Per molti stranieri l’Andalusia è la Spagna e la Spagna è l’Andalusia, terra di gitani e toreri, di sole e flamenco, di città d’arte e paesini senza tempo, abitati da gente dalle usanze esotiche...

Tutti questi luoghi comuni hanno contribuito a creare un’immagine dell’Andalusia ben lontana dalla realtà. Che è quella di una terra molto complessa, dalla storia antichissima, che fu crogiolo delle civiltà più avanzate del mondo antico, crocevia di distinte culture e anche, per quanto sembri paradossale, terra di emigranti, di gente costretta a cercare altrove i propri mezzi di sussistenza.

Da molto tempo sognavamo di fare un viaggio in Andalusia, una terra affascinante, la terra del sole e della luce e già in inverno mi sono messo al lavoro per organizzarlo.

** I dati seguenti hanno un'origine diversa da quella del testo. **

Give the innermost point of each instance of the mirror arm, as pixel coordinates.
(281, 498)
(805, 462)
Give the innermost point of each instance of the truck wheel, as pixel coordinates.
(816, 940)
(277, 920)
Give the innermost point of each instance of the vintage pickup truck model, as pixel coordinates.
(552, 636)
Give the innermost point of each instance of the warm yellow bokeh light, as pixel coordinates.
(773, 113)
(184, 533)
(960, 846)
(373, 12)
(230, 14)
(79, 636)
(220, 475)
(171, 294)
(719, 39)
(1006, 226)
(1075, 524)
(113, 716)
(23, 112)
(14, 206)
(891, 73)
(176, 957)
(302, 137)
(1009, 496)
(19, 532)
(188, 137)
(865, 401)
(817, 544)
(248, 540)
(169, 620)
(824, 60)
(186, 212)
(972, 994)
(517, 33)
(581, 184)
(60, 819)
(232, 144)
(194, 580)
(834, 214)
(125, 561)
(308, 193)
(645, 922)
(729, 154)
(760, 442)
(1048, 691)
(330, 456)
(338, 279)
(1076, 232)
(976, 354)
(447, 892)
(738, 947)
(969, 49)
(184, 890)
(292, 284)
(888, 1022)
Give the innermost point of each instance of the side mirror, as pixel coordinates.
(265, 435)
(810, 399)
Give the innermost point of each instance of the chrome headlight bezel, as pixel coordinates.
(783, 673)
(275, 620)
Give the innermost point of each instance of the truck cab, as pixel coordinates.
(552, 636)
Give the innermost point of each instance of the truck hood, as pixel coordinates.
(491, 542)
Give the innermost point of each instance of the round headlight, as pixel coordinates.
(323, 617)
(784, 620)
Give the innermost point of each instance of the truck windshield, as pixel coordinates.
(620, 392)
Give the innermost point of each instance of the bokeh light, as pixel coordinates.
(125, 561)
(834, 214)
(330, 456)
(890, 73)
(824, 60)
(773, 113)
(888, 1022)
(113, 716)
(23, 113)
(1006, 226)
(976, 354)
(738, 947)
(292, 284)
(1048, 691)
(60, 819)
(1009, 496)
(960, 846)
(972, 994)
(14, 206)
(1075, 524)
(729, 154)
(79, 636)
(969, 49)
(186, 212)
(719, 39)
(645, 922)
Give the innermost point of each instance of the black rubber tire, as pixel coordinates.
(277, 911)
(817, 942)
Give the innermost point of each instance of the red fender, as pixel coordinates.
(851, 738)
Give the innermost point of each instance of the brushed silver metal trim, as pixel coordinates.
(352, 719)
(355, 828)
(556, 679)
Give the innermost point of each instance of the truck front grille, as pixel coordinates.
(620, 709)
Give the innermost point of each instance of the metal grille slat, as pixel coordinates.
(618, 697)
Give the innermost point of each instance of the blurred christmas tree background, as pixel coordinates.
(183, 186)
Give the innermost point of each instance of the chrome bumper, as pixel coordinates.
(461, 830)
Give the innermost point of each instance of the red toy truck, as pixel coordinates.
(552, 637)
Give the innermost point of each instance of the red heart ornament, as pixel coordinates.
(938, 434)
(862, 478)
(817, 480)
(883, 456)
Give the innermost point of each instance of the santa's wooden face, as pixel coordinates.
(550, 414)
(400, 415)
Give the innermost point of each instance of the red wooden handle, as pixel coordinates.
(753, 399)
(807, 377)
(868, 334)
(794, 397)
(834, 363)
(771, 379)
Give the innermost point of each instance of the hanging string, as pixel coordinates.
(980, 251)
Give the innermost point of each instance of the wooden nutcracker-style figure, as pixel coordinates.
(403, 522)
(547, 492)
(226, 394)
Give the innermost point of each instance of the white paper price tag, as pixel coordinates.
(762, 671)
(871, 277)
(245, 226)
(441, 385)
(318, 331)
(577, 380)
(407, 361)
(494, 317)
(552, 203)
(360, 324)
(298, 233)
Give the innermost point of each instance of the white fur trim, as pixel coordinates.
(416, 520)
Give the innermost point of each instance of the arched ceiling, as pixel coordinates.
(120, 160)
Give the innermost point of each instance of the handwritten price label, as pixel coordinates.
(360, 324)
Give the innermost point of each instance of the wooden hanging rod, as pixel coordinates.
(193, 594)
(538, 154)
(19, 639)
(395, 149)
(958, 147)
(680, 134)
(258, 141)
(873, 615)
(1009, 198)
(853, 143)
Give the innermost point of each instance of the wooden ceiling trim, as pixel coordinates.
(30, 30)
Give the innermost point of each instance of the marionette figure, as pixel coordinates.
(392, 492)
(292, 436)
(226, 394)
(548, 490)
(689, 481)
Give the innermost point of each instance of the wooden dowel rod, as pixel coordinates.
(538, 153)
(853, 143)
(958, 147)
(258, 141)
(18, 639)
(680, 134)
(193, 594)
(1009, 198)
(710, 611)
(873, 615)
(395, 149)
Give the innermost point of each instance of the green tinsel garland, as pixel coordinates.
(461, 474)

L’Andalusia rappresenta la propaggine più meridionale dell’Europa: dalla costa affacciata sul Mediterraneo si vedono già le montagne del Marocco. Il continente africano si trova proprio a un passo, e nello Stretto di Gibilterra dove faremo tappa questa distanza si riduce a soli 14 km. Non c’è quindi da meravigliarsi se a Siviglia si sono registrate le temperature più elevate d’Europa: addirittura 50° C. Nel pieno dell’estate, a mezzogiorno il sole è potentissimo, e la luce è assolutamente pura, africana. Il sole e la luce nella loro versione più limpida sono la condizione più normale per il cielo dell’Andalusia. Secondo le parole dello scrittore spagnolo Antonio Muñoz Molina, “gli antichi greci avevano collocato il giardino delle Esperidi in Andalusia, e sin dai tempi dei cronisti arabi fino agli ultimi viaggiatori romantici di oggi l’impressione di trovarsi in un giardino dell’Eden non è mai tramontata”. Qui tutto cresce e prospera, la varietà e la ricchezza della vegetazione subtropicale è impressionante, e l’agricoltura, grazie alle condizioni climatiche, riesce a produrre più raccolti durante l’anno. La cucina locale, che spesso utilizza ingredienti freschi del territorio, ne trae grandi vantaggi.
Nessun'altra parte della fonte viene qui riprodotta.